No need to apologize, don't think anyone here has seen these in person yet.

$ 500 Is crazy expensive for 25 smokes no one has had yet.

People can choose to post or not post it's their choice. Don't let the fact that you were wrong once deter you from posting. We are all here to learn

Know it alls? We just answered the question asked cabs vs DB. The info. and pics on sites I have seen shows SLB (cabs).


----------



## omowasu (Aug 9, 2006)

I am really likin' the German regional series. That pic has me drooling like a dazed dog! I dont think the higher cost is a big deal, especially if one was going to tuck them away for a few years.
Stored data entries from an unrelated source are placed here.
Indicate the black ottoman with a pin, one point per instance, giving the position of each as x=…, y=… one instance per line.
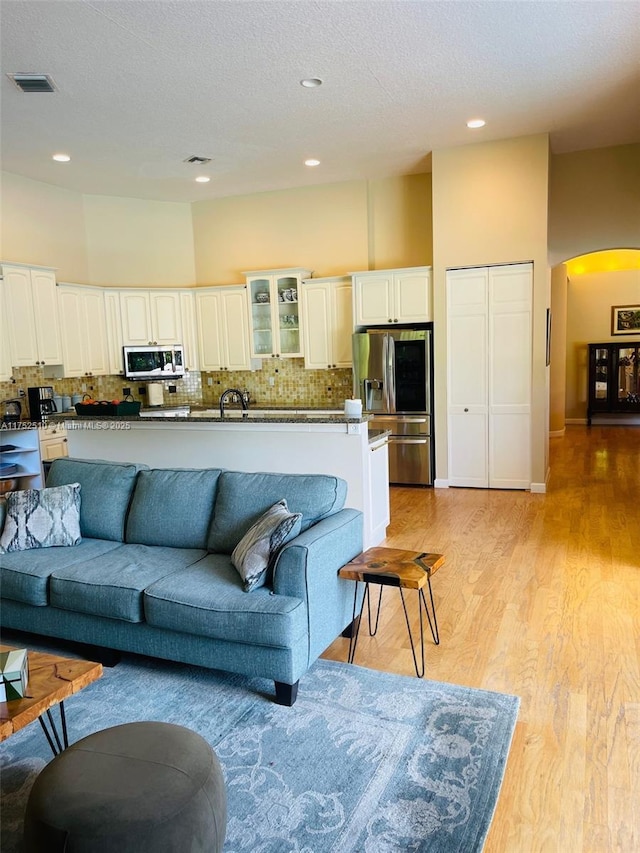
x=134, y=788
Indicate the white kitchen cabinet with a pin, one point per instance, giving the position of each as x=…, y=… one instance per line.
x=114, y=331
x=383, y=297
x=5, y=353
x=223, y=328
x=84, y=330
x=32, y=316
x=489, y=363
x=150, y=317
x=274, y=312
x=378, y=488
x=189, y=330
x=327, y=320
x=53, y=442
x=21, y=448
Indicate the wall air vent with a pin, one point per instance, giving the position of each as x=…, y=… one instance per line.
x=33, y=82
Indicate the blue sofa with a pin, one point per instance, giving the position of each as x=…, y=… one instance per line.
x=153, y=572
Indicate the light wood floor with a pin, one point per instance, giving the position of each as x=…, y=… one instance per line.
x=540, y=597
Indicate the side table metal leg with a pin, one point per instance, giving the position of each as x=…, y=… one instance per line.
x=353, y=639
x=374, y=631
x=419, y=672
x=57, y=745
x=433, y=625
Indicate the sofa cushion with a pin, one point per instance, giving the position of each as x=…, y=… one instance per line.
x=172, y=507
x=24, y=575
x=106, y=489
x=112, y=585
x=255, y=553
x=207, y=599
x=42, y=518
x=242, y=497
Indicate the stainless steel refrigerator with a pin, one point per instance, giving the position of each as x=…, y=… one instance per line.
x=392, y=374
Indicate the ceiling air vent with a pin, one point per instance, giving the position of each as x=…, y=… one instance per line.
x=33, y=82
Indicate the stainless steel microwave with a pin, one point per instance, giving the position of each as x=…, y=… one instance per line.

They will be worth that much more later!


----------



## justinphilly-cl (Sep 7, 2005)

dude, please dontmis understand my post when I said the price wasn't all that bad. the price is definitely high, but when it comes to building a collection a fine and rare cigars including regional releases and vintage stock, the price is right around where the others are.

there are many different buyers with many different sie wallets in this industry. some people buy cigars to smoke, som buy simply to build a collection, and couldn't possibly smoke all the cigars they have.

I put myself in the middle of that spread.. I don't smoke nearly as much as I buy, but I simply enjoy building my collection so years down the road I have vintage stoc in house, so I am not spending top dollar on old stuff later


----------



## Ivory Tower (Nov 18, 2005)

It seems like the first few days after the releases, the prices go down about $10-$20 per 25 box--still quite a stretch for my budget--and quite tempting as well. :dr


----------



## Da Klugs (Jan 8, 2005)

The 50 counts are confirmed to be cabs.


----------



## hollywood (Feb 15, 2005)

Damn those are some big sumbitches!! Looking very very tasty, too!! Nice haul Dave.


----------



## dahigman (Jul 4, 2005)

hollywood said:


> Damn those are some big sumbitches!! Looking very very tasty, too!! Nice haul Dave.


For the prices that they are asking, they better not be Tres PCs!
AWESOME looking sticks Dave (as usual  )


----------



## y3n0 (Oct 14, 2006)

Da Klugs said:


> The 50 counts are confirmed to be cabs.
> 
> Aren't you running out of space yet?!


----------



## Da Klugs (Jan 8, 2005)

The 25's are confirmed to be cabs.


----------



## Rploaded (Nov 7, 2006)

good god when will the madness stop....


----------



## mastershogun (Nov 3, 2006)

the humanity


----------



## StudentSmoker (Apr 24, 2006)

Damnit Dave...save some for me!


----------



## ATLHARP (May 3, 2005)

Da Klugs said:


> The 25's are confirmed to be cabs.
> 
> Geez............Why don't save the mailman the trouble and just rent a room at the factory!
> 
> ...


----------



## HeavySmoke (Apr 9, 2006)

[Da Klugs;625541]The 25's are confirmed to be cabs. 

Dave, what box numbers do you have on your 25ers? I am wondering if lower digits will mean top dollars years down the road.


----------